ブリテン島で最も西のコーンウォール半島北部、ケルト海に面した崖の上に建つ城跡。古くからブリテン最果ての地とされたコーンウォールらしい風景の中に建つ。 4世紀頃にはローマ人の居住地があったと思われるがその後ローマ人はブリテン島を放棄。そのあとにケルト人(ブリトン人)がこの地に住んだ。 この城はそのブリトン人の伝説的な王アーサー・ペンドラゴン、かのアーサー王ゆかりの城である。
続きをクリックで表示
というのは真っ赤なフェイク。 今に残るアーサー王伝説は12世紀の著述家ジェフリー・オブ・モンマスの著した『ブリタニア列王伝』を基にしている。有名な物語なので詳述は省くが、伝説は『アーサー王は西へ広がる海にアヴァロンへ向かい船出した』と締めくくられる。 その場面にふさわしいこの最果ての土地にやってきたコーンウォール伯リチャードが、1233年に作っちゃったのがこの城。 つまりこの城自体はアーサー王本人とは何の関係もなく、ただそれっぽいところにそれっぽい建物を建てただけの城であった。当然軍事的な価値はない。 ティンタジェル城の名は『列王伝』の中に出てくる、アーサー王の両親が愛し合ってアーサーを妊娠したとされる城の名前である。
とは言うものの城自体は本当に古い時代のものに見えるように、わざわざもっと古い様式で建てられている。 手が込んでいるので単なる趣味だけではなく、アーサー王伝説に愛着を持つ地元民との融和を図ろうとしたのだと解説されることもある。 ……が、伯爵が死んだ後はこの城のことを気にかける人は誰もいなくなり、14世紀には早くもただの廃城(のようなもの)と化した。
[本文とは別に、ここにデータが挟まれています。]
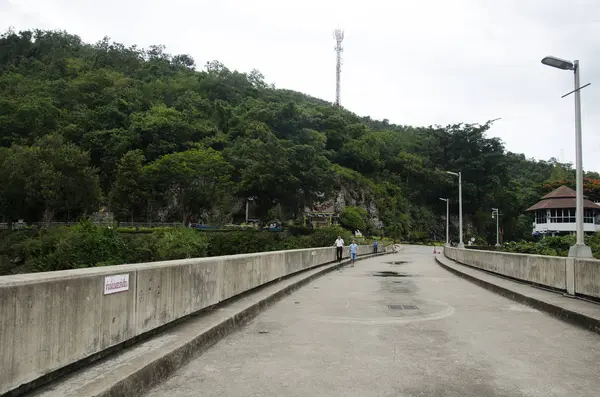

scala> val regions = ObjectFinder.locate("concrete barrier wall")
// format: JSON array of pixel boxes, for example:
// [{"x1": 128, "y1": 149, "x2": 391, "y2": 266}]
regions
[
  {"x1": 0, "y1": 246, "x2": 382, "y2": 395},
  {"x1": 444, "y1": 247, "x2": 567, "y2": 290},
  {"x1": 444, "y1": 247, "x2": 600, "y2": 298},
  {"x1": 574, "y1": 259, "x2": 600, "y2": 298}
]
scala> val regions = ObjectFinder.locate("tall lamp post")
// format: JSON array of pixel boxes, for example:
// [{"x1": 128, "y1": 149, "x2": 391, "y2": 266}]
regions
[
  {"x1": 542, "y1": 56, "x2": 593, "y2": 258},
  {"x1": 446, "y1": 171, "x2": 465, "y2": 248},
  {"x1": 492, "y1": 208, "x2": 500, "y2": 247},
  {"x1": 440, "y1": 197, "x2": 450, "y2": 247}
]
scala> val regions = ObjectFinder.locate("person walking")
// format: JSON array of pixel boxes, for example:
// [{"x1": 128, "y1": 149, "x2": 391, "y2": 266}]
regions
[
  {"x1": 333, "y1": 236, "x2": 344, "y2": 262},
  {"x1": 350, "y1": 240, "x2": 358, "y2": 267}
]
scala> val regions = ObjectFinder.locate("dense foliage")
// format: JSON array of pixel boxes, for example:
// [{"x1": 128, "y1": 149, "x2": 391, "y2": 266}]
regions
[
  {"x1": 474, "y1": 233, "x2": 600, "y2": 259},
  {"x1": 0, "y1": 30, "x2": 600, "y2": 246},
  {"x1": 0, "y1": 220, "x2": 358, "y2": 275}
]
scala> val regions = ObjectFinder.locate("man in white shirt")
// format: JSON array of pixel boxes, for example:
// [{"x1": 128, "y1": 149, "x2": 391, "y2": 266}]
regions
[{"x1": 334, "y1": 236, "x2": 344, "y2": 262}]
19世紀ヴィクトリア時代になるとアーサー王伝説のブームが起き、今風に言えばいわゆる聖地巡礼に出かける人が増えた。 (600年近く経って本当にそれっぽい廃墟になっていたので)この城は大人気観光地になり、近くの村の名前までティンタジェルと変えてしまったほど。 今もティンタジェル村はアーサリアン(アーサー王伝説マニア)の聖地と化している。年間20万人の人出があるそうな。 あまりの人気に頭の固い学者が「そこアーサー王関係ないだろ!」と真面目に突っ込んだりもした(実話)。
ただし、アーサー王は関係ないにしても、ローマ人・ブリトン人時代の遺跡は存在していて、実際にブリトン人の有力者が住んでいた。 新しいところでは2016年、5~6世紀頃の遺跡から、船で運んだと考えられる地中海沿岸産のワインや北アフリカ産の穀物が見つかっている。